The movie airs June 12, but in the meantime you can watch the trailer. When the movie comes out, go watch it and tell everyone you know to watch it too!

From Food, Inc.: 10 Things You Can Do to Change Our Food System

  1. Drink fewer sodas and other sweetened beverages.

Fact: If you replace one 20 oz soda a day with a no calorie beverage (preferably water), you could lose 25 lbs in a year.

  1. Eat at home instead of eating out.

Fact: Children consume almost twice (1.8 times) as many calories when eating food made outside the home.

  1. Support the passage of state and local laws to require chain restaurants to post calorie information on menus and menu boards.

Fact: Half of the large chain restaurants do not provide any nutrition information to their customers.

  1. Tell schools to stop selling sodas, junk food, and sports drinks.

Fact: Over the last two decades, rates of obesity have tripled in children and adolescents aged 6 to 19 years.

  1. Meatless Mondays…Go without meat one day a week.

Fact: An estimated 70% of all antibiotics used in the United States are given to farm animals.

  1. Buy organic or sustainable foods with little to no pesticide use.

Fact: According to the EPA, over 1 billion pounds of pesticides are used each year in the U.S.

  1. Protect family farms, visit your local farmer’s market.

Fact: Farmers markets enable farmers to keep 80 to 90 cents of each dollar spent by the consumer.

  1. Make a point to know where your food comes from – READ LABELS.

Fact: The average meal travels 1500 miles from the farm to your dinner plate.

  1. Tell Congress that food safety is important to you.

Fact: Each year, contaminated food causes millions of illnesses and thousands of deaths in the United States.

  1. Demand job protections for farm workers and food processors, ensuring fair wages and other protections.

Fact: Poverty among farmworkers is more than double that of all wage and salary employees.


Dr. Susan Rubin said...

How can this film reach more than the eaters who already know the issues behind Food Inc. ??
Perhaps if we started some sort of stealth campaign ( or contest even) to take those friends/ relatives who don't know what they don't know to the movie. And then blog about their insights and what surprised them the most.

Got any other ideas on how to grow this movement beyond the fringe???

Kelly said...

I just updated the page with the "10 things you can do to change the food system," FYI.

I agree that we need to get the word out. That's why I put stuff on this blog and put it on Facebook to tell all my other friends. If we - the people who know about the issues - get the people who don't know about these issues to watch the movie, that's a start. And the contest sounds like a good idea but how would we motivate people to participate?

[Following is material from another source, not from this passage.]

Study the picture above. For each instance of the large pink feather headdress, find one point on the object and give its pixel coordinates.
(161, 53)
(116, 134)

It's good that the Food, Inc. publicity staff are planning on showing this to Michelle Obama next week, and I think Tom Vilsack saw it a few weeks ago. I know some people in D.C. already saw it, because Marion Nestle said they weren't too happy about the revolving door policy that was brought to light.

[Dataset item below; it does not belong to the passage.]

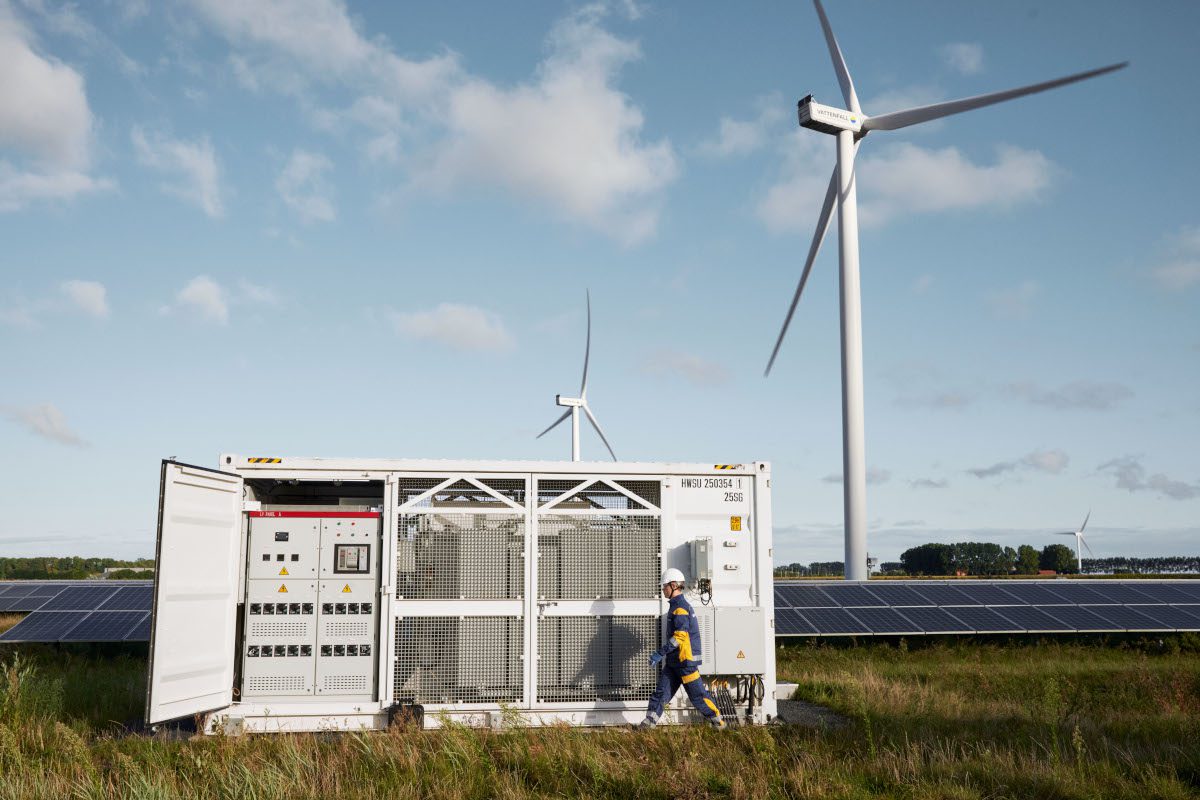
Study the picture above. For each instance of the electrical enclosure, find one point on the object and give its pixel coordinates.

Another thing we could do is integrate it into the school curriculum with a systems-based approach. Pamela Koch from Columbia University Teachers' College has developed one called "Farm to Table & Beyond: Making Systems Come Alive" - she just send me the 23-page curriculum on it. Their main website is http://www.tc.edu/cfe/ and she can be contacted at pkoch@tc.edu.

Kelly said...

Just as a follow-up to the curriculum developed by Columbia University, it is available for purchase (& is affordable!) by the National Gardening Association. I added it to my list of nutrition education resources on my blog, but the links are http://www.gardeningwithkids.org/11-3310.html and http://www.gardeningwithkids.org/11-3300.html

Just in case anyone comes across these comments...you don't have to contact Pam Koch.

Emily said...

Thanks for the comment, Kelly. Unfortunately, big sponsor companies hold the $$, and that is why ADA has the funds to do what they do. It's the same way at my school. One of the "big 5" contributes significant funds to our program, which is a huge proponent of growing local foods.